President Donald Trump managed to insert himself into the professional sports world not once, but twice over the weekend. His verbal attacks on both professional football players who kneel for the National Anthem, as well as basketball star Steph Curry, who said he didn’t want to visit the White House after winning the NBA title (a tradition for most championship teams in the major American sports leagues), generated headlines in both political and sports media outlets.

But the venerable sports magazine Sports Illustrated is now taking heat for its latest cover that references the powerful show of solidarity among athletes against Trump, but fails to acknowledge the most visible athlete at the center of the sporting world’s resistance: Colin Kaepernick.

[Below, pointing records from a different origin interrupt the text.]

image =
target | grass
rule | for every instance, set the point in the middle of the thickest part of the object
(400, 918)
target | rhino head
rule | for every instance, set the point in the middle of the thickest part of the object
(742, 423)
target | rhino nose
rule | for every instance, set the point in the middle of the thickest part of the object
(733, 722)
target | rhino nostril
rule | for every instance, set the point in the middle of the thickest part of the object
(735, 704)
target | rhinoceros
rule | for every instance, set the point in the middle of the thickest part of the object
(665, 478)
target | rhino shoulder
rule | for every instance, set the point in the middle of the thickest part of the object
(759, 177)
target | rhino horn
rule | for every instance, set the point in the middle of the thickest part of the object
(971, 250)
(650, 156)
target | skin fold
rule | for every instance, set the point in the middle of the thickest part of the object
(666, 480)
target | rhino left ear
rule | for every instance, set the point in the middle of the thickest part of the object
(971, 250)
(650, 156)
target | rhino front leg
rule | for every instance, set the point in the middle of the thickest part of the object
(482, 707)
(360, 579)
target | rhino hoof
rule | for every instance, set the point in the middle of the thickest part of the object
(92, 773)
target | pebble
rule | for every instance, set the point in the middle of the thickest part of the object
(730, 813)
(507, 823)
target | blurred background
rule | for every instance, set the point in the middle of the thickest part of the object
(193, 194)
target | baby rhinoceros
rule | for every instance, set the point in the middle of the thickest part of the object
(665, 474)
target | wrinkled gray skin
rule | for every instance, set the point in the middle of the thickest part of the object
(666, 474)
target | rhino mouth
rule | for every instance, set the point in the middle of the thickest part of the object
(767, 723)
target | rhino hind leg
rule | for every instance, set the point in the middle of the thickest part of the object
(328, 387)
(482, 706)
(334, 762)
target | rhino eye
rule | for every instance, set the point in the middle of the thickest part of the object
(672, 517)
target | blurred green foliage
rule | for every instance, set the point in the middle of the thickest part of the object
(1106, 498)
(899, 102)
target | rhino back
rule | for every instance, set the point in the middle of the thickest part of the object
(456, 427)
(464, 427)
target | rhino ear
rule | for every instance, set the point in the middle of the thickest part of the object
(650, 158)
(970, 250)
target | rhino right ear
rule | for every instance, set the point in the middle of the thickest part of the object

The cover photoshopped players from the professional sports world, including people from NFL, the NBA, the WNBA and the MLB, as well as the owner of the Jacksonville Jaguars and the head coach of the Golden State Warriors, whose team was brought into the fray after Curry’s comments (Curry is is also featured on the cover).

But also included on the cover, to the right of Curry, is Roger Goodell, the controversial commissioner of the NFL.

Goodell’s inclusion on the cover been met with anger and disappointment by fans. According to the magazine’s critics, Goodell has been one of the figures most instrumental in keeping Kaepernick — whose decision to take a knee as a way to protest police brutality has been met with outrage by conservatives — unemployed now that he is a free agent.

Sports Illustrated did not respond to requests for comment about the decision to include Goodell on the front page and exclude Kaepernick.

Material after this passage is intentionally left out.